What you expected to happen:
- Response time on the Prometheus scrape endpoint to remain low after cycling lots of pods.
- Service upstream latencies to be unaffected.
How to reproduce it (as minimally and precisely as possible):
We don’t have a minimal reproduction just yet - just wanted to flag this and see if this was a known issue before creating one.
Anything else we need to know?:
The number of unique series (metric + combination of labels) on some pods with highest scrape latency went from ~8k to ~35k. Digging into this a bit more, when we rotated pods on one of the nodes in our staging environment (draining a node and letting pods schedule on it again) the Linkerd metrics seemed to include “old” metrics for upstream services that had previously been proxied by Linkerd (albeit with all values 0). I wonder if cycling all pods in the cluster caused the Linkerd pods to collectively process significantly more metrics (for old upstream services) which somehow caused the latency issues/errors?
There didn’t seem to be any significant impact on CPU or memory usage.

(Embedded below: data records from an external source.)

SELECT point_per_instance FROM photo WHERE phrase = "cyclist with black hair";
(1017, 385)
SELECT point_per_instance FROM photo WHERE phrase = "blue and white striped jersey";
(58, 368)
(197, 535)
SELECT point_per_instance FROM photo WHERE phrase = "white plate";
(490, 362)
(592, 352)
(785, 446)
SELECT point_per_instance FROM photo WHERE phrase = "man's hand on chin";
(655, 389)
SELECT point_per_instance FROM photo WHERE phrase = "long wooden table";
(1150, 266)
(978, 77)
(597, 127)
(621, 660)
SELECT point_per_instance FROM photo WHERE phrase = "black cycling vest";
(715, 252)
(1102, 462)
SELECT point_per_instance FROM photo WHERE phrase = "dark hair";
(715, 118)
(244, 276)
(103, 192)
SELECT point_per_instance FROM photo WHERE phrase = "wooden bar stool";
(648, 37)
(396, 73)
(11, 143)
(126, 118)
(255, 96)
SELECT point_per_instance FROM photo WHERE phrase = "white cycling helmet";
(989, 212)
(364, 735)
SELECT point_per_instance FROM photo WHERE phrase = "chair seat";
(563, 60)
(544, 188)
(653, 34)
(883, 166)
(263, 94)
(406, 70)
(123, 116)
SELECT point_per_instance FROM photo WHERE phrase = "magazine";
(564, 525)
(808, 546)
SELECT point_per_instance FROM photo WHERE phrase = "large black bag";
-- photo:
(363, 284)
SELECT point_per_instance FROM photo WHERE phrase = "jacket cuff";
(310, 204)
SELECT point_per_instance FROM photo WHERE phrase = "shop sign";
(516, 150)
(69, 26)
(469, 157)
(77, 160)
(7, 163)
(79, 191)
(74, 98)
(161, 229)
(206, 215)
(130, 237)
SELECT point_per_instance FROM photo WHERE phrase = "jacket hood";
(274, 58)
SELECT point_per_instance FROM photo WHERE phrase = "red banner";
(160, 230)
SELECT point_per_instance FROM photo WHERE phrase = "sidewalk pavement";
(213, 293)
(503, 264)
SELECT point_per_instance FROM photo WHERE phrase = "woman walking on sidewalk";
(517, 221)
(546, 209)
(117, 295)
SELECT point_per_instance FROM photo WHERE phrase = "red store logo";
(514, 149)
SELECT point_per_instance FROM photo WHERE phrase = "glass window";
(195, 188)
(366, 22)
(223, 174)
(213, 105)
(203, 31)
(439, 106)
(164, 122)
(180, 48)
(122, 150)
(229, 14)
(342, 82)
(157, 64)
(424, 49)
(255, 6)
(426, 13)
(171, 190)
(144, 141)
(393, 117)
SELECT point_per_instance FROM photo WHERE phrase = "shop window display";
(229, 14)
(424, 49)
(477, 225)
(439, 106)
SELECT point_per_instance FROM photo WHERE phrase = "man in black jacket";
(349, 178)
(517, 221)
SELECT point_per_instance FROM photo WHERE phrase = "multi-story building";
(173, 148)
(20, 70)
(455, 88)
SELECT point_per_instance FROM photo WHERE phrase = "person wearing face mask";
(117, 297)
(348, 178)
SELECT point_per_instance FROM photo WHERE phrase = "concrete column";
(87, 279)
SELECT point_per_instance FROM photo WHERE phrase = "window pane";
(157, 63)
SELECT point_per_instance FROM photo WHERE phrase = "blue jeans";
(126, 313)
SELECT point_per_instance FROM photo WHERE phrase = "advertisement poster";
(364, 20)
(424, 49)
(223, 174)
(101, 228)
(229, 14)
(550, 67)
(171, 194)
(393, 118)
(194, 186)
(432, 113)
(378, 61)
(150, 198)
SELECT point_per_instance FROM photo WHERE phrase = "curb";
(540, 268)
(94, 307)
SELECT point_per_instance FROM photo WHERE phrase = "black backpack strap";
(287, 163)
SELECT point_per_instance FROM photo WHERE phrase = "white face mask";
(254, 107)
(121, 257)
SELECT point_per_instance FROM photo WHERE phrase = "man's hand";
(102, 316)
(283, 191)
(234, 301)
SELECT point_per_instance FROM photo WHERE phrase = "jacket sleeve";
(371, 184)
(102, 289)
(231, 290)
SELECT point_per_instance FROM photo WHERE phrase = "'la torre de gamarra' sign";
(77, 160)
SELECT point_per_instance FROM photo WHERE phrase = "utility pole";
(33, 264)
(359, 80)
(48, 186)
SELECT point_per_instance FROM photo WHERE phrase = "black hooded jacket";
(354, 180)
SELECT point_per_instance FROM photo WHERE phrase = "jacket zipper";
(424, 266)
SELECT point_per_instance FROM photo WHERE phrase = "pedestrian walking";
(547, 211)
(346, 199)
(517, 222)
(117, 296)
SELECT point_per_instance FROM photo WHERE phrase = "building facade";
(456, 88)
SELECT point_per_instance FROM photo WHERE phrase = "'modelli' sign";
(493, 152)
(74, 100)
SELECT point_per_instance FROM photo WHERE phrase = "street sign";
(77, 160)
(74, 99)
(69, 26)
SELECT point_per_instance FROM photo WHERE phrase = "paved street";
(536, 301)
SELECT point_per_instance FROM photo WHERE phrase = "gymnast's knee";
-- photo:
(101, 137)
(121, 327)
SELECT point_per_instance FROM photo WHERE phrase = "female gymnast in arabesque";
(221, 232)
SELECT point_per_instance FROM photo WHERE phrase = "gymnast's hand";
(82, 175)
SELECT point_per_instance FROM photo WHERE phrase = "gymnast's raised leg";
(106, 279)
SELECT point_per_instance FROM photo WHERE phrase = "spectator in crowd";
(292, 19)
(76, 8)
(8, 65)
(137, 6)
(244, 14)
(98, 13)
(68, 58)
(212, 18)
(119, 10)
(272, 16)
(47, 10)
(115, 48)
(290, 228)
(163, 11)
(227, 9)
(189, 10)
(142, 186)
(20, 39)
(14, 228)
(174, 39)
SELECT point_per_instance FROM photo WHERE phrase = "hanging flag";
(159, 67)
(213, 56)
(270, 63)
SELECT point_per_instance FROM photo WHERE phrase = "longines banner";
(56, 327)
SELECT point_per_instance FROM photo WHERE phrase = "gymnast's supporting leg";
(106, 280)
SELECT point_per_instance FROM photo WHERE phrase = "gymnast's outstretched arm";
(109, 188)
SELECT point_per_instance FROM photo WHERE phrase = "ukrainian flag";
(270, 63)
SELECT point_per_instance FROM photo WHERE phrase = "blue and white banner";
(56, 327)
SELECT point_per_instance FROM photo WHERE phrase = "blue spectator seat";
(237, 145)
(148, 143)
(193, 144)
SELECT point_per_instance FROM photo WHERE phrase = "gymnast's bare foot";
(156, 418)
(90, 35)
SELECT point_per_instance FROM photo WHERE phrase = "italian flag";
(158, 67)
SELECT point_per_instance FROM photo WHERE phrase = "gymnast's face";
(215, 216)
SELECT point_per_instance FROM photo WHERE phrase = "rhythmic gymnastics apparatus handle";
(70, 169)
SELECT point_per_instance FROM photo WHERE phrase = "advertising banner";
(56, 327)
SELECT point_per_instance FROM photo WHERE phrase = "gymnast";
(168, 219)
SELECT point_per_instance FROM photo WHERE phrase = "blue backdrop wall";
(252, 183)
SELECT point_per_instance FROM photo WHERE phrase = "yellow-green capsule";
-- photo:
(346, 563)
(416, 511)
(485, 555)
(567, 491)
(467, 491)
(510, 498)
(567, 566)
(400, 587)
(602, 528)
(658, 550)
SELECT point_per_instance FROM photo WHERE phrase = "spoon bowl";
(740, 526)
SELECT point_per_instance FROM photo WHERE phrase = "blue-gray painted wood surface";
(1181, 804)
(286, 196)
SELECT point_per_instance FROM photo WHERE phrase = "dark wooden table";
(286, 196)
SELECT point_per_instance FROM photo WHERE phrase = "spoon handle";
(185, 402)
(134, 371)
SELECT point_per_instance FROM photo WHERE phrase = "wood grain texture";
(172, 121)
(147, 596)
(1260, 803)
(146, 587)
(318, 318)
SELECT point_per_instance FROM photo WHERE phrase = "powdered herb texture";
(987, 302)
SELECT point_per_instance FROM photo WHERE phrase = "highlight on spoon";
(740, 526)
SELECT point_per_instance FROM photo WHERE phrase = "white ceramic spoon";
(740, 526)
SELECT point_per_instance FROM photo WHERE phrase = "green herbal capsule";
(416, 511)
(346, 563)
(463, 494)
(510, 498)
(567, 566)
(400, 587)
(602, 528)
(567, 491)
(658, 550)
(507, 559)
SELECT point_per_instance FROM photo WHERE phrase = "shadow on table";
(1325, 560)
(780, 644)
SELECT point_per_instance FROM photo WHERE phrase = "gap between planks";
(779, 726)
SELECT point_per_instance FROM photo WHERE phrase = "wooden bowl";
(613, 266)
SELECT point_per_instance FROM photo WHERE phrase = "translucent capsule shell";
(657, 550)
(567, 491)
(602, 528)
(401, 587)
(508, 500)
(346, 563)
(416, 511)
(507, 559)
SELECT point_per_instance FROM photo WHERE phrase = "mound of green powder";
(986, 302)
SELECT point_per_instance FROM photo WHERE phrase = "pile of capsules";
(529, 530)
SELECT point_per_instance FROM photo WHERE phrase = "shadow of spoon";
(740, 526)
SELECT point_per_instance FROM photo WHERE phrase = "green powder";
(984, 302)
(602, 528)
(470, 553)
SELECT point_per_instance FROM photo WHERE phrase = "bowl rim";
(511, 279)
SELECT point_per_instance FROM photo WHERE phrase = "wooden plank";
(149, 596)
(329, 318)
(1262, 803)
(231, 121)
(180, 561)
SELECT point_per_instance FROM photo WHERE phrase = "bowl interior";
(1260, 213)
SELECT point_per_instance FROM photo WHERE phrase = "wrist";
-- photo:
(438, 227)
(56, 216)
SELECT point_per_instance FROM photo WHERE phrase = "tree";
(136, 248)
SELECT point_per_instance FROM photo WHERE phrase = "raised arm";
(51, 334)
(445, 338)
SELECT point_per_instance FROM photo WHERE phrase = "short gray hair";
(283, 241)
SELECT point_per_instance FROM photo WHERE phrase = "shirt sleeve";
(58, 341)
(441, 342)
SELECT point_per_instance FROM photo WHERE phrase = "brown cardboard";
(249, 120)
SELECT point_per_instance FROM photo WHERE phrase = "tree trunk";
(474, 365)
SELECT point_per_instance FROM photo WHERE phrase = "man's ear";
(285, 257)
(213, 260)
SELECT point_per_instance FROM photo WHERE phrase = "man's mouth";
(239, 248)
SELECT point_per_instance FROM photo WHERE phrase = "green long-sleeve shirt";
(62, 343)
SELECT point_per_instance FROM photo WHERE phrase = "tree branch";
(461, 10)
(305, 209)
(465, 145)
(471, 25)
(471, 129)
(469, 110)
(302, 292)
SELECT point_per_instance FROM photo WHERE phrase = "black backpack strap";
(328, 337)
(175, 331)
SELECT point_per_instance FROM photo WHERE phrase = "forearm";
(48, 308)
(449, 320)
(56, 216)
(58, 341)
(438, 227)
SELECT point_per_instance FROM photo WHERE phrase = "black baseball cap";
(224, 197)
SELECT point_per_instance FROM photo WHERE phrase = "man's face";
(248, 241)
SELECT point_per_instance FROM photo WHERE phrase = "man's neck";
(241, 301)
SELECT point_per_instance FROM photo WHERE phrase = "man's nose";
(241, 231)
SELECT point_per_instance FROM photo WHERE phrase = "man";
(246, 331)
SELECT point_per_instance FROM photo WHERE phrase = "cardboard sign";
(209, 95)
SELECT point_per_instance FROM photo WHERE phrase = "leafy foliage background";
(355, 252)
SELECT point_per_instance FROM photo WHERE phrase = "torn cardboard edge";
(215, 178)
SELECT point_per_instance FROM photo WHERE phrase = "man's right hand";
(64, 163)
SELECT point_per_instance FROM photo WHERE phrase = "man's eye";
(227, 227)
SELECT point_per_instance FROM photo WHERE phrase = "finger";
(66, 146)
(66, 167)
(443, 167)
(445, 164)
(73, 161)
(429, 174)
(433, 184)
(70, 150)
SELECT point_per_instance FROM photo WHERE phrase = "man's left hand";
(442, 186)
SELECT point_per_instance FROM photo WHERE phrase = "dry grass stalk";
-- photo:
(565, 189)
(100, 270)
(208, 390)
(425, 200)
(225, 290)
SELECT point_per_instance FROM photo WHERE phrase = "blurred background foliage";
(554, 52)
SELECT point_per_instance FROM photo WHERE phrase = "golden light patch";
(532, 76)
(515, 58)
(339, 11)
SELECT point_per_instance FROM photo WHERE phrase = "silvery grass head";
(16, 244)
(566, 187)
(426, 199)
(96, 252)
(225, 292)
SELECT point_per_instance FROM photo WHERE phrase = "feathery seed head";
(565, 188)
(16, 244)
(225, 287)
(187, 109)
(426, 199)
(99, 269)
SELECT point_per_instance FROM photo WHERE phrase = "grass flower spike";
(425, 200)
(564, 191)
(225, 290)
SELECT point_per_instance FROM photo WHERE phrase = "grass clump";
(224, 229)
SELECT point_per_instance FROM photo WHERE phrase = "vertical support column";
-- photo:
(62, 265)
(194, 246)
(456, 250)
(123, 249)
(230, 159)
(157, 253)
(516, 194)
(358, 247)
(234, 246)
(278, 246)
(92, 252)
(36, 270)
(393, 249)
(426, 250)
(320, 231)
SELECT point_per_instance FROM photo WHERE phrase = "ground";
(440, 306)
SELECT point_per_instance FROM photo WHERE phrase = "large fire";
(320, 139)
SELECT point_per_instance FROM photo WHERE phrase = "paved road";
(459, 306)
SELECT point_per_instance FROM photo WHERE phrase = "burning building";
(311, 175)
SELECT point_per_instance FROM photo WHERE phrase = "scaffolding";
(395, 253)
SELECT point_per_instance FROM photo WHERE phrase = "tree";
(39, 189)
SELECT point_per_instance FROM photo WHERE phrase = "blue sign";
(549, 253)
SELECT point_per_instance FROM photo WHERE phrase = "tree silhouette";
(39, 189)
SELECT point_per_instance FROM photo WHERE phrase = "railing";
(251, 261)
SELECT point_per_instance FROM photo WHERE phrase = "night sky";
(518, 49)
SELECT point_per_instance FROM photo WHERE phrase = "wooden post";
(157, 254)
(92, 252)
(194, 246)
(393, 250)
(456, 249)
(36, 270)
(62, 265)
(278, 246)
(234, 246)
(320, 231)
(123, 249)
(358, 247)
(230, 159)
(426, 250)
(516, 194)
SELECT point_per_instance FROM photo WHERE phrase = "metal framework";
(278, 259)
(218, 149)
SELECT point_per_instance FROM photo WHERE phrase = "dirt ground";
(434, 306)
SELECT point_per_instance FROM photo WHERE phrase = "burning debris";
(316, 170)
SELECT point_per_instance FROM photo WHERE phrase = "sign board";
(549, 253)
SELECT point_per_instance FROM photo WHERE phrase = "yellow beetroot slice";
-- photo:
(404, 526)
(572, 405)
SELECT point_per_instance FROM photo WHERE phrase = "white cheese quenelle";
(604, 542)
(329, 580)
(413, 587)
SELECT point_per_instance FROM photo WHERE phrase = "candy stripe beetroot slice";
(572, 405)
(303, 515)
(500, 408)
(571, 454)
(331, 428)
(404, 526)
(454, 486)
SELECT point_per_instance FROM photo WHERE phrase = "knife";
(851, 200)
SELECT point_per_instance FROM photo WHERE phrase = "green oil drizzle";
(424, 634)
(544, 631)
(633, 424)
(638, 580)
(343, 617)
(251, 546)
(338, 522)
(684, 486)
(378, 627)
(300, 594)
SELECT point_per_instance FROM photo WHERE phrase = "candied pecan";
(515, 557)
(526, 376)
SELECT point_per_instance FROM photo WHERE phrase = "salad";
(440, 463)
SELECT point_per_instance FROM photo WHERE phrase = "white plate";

We’d be happy to (privately) share more logs and metrics if you can think of anything that would be helpful 👍
Environment:
- linkerd/namerd version, config files: linkerd 1.3.4
- Platform, version, and config files (Kubernetes, DC/OS, etc): Kubernetes 1.7
- Cloud provider or hardware configuration: AWS EC2 instances, mixture of c4.large and m4.2xlarge K8s resource spec:
Limits:
cpu: 1
memory: 800Mi
Requests:
cpu: 300m
memory: 400Mi
Issue Analytics
- State:
- Created 5 years ago
- Comments:9 (7 by maintainers)
Top GitHub Comments
@milesbxf trying to share the love, check out #2010. I know of a large user of Linkerd using Prom + many services, and we discovered that the /admin interface wasnt setup with its own thread pool. Our tail latencies have been impacted since it was in critical path of requests.
Closing due to inactivity. Please feel free to reopen if you’re still seeing issues.